By KAREN MADORIN

During the two recent snowstorms, I felt like I was surrounded by my own personal snow globe.

Because of the plate glass windows in the living and dining rooms, I could look outside simultaneously at the falling flakes and an army of birds assaulting our feeders and suet stations in real time, yet remain completely warm and dry.

On the first day of each storm, the flakes fell picture-perfect into the yard and onto cedar branches, frosting them until they looked like a Norman Rockwell Christmas card.

I even had an obliging cardinal who perched himself charmingly on different cedar branches to enhance my snow globe-like experience.

Only animal tracks marred the perfect palette laid out for me to view, and they didn't really mar anything. They added interest to the Christmas scene with their crazy hip-hopping lines that ventured from the draw behind the house or down below by the creek back up to the feeders via little trails beneath the surrounding cedars.

That was day one during both snow storms: perfect fields of snow accented by wildlife visitors.

Day two during both storms heralded a mighty sculptor in the form of vicious north winds.

Those fields of lovely, perfect snow found themselves aloft again, tossed to and fro like waves in a whirlpool. For two days, the wind rearranged snowflakes the way a 2-year-old rearranges balls of Play-Doh.

One moment I was looking at lovely Dairy Queen-like swirls, and the next moment those swirls became sharp ridges and pointy mounds of icy snow more suited in appearance to the harsh look of a moonscape or a volcanic desertscape.

By the third day, my windy sculptor had scrubbed out bare spots in the yard that were contrasted against tall snow drifts running in parallel ridges.

Viewing this dramatic miniature wind creation provided a vision of how the sand hills in Nebraska and eastern Colorado formed.

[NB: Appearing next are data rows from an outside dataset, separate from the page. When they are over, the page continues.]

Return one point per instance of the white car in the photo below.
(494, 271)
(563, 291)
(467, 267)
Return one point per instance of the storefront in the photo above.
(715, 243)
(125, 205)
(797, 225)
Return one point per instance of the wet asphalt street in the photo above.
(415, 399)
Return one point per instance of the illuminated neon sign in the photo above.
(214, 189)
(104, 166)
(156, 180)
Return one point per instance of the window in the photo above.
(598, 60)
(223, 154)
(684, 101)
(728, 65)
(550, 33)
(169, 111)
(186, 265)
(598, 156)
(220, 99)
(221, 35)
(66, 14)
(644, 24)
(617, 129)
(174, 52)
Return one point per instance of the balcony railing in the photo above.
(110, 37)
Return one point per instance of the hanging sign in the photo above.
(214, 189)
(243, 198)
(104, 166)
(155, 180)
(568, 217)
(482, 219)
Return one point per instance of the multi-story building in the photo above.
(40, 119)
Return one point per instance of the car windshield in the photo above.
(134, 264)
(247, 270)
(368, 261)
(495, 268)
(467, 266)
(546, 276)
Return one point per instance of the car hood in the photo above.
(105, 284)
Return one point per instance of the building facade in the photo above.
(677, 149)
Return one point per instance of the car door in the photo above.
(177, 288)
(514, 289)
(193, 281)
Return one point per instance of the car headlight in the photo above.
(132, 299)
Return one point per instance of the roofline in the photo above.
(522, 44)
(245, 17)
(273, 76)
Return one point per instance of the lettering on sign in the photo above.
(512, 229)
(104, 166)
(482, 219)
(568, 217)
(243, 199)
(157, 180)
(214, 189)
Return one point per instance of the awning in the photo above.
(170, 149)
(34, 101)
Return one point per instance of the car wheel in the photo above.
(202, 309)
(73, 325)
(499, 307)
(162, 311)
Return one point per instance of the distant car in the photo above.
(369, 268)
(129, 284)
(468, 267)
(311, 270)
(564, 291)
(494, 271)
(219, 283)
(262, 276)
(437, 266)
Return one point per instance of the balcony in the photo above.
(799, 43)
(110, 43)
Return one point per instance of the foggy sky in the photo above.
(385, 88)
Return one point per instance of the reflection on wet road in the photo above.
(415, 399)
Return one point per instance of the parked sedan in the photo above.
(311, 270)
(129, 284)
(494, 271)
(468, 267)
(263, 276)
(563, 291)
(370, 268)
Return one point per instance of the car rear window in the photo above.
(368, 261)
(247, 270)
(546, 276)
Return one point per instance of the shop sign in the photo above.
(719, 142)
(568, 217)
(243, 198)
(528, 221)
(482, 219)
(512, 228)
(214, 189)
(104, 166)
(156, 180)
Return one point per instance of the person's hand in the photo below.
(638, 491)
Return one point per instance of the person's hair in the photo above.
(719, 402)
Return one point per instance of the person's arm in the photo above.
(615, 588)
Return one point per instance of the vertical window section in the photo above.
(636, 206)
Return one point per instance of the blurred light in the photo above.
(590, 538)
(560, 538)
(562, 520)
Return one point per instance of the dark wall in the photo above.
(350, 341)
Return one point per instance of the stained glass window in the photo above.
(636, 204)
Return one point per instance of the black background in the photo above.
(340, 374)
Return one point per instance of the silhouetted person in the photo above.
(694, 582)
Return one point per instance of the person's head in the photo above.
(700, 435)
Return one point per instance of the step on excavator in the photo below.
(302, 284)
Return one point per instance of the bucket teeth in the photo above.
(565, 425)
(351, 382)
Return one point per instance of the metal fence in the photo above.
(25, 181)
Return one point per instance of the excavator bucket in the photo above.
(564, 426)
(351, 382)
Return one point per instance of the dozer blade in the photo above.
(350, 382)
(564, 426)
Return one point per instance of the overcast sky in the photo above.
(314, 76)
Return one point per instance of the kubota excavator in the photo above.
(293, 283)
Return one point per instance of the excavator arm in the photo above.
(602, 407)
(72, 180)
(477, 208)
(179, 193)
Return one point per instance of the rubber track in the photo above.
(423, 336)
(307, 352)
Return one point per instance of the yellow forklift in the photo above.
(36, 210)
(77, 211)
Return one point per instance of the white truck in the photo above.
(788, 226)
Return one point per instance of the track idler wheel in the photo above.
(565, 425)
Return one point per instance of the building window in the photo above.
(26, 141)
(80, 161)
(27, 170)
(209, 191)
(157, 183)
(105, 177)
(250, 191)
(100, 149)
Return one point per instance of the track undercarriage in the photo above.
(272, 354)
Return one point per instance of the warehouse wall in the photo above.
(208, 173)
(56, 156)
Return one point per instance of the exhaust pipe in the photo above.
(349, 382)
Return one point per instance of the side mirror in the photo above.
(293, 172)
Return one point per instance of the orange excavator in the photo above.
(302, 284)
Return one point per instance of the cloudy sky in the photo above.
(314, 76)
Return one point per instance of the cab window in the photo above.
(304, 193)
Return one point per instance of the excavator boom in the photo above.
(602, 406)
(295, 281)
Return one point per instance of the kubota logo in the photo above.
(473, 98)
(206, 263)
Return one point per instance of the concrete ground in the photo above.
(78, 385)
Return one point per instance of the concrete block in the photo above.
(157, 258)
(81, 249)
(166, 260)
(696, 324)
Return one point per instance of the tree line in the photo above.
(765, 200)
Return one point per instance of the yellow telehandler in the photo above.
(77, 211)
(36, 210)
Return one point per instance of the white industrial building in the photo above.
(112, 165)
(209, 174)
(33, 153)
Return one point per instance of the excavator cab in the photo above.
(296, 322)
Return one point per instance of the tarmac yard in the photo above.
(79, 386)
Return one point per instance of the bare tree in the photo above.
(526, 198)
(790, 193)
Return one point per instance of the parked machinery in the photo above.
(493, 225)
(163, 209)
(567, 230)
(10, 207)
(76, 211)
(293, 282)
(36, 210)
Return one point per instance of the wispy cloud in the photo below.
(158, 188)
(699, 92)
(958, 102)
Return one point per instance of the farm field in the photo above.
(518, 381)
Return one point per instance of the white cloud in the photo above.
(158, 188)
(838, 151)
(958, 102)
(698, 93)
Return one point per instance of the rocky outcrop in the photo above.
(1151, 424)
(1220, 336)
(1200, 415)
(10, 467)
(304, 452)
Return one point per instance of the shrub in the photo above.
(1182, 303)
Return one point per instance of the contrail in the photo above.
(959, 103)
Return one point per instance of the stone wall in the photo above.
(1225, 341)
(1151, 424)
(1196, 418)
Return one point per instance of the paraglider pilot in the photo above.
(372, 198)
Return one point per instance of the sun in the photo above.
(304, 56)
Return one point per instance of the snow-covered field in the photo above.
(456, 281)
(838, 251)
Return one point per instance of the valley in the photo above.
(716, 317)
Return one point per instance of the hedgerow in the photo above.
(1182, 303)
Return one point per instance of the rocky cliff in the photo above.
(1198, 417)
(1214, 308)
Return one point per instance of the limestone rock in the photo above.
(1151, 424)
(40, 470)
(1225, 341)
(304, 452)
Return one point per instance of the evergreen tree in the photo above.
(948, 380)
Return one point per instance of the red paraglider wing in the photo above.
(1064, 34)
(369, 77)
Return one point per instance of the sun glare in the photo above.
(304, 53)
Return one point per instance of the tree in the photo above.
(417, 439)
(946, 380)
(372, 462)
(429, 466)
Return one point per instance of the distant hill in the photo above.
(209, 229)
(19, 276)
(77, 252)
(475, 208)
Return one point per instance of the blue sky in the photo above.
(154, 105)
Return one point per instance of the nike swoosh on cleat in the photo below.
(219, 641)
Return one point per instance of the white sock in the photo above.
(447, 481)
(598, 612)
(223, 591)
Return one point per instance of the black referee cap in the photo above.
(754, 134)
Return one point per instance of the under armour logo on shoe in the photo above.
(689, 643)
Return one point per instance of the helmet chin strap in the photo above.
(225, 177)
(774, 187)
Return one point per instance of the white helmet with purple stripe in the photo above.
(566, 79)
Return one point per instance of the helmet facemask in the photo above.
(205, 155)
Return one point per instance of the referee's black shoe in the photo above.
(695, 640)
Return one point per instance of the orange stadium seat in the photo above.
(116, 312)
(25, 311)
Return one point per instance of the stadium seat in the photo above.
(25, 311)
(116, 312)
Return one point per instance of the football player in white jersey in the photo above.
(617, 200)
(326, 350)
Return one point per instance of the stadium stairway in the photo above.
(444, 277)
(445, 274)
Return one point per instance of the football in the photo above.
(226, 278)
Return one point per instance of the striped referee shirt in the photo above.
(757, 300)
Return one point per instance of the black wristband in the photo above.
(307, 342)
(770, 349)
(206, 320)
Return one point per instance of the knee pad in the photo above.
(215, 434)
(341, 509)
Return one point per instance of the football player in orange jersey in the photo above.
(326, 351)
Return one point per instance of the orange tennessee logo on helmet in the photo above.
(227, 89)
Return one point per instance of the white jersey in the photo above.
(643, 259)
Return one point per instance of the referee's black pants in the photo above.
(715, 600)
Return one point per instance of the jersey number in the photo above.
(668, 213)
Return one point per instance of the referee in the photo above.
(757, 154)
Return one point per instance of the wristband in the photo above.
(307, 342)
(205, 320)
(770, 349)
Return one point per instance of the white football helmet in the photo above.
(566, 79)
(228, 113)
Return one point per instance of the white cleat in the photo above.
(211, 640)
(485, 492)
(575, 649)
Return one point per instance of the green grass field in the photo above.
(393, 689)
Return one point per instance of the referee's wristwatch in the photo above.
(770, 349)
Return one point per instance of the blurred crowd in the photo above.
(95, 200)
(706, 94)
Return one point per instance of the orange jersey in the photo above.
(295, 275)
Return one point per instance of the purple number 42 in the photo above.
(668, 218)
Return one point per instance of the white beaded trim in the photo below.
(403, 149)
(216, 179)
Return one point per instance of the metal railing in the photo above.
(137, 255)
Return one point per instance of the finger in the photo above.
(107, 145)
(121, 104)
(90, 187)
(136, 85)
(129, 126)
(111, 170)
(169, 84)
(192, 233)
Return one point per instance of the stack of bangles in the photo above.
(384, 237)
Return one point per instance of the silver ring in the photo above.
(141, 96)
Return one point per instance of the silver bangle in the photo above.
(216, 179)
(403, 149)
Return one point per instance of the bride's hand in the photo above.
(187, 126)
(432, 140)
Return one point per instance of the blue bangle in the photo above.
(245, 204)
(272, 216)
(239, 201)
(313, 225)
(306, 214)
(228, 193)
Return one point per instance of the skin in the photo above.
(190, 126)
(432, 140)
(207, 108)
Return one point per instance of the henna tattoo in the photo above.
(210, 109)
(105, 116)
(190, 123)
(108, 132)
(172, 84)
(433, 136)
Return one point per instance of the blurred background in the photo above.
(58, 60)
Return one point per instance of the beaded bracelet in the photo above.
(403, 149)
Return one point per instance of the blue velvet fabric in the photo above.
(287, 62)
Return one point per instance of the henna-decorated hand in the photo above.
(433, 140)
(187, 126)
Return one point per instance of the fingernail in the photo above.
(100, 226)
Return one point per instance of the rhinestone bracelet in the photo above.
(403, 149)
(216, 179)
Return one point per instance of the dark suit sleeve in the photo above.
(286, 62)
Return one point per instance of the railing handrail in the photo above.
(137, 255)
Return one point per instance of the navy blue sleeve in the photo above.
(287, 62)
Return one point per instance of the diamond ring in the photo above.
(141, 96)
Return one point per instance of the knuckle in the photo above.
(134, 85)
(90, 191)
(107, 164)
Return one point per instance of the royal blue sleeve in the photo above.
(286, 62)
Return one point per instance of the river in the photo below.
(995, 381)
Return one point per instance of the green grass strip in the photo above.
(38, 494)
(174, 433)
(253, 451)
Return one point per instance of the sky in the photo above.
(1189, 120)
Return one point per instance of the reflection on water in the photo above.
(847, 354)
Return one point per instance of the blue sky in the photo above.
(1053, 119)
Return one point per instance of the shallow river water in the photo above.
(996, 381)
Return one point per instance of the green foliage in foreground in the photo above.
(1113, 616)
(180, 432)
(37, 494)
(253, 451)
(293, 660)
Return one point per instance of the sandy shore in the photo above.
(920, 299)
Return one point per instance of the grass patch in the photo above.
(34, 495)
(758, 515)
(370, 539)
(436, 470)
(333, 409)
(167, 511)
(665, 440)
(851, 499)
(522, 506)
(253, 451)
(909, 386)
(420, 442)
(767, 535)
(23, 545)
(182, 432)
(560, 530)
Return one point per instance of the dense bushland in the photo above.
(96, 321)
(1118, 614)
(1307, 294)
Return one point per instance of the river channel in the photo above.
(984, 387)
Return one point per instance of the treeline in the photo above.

This same sculptor must have had a glorious time whipping those tiny grains of ancient sea sand about until he had formed the winding ridges, funny mounds, and deep trenches that create the geography of our prairie states.

Looking out the window at my wind tossed snow, I decided I'd much rather see snow whipped about by the wind rather than see old Aeolus sculpt acres of sand.

* Madorin is a teacher at Ellis High School and an outdoor enthusiast.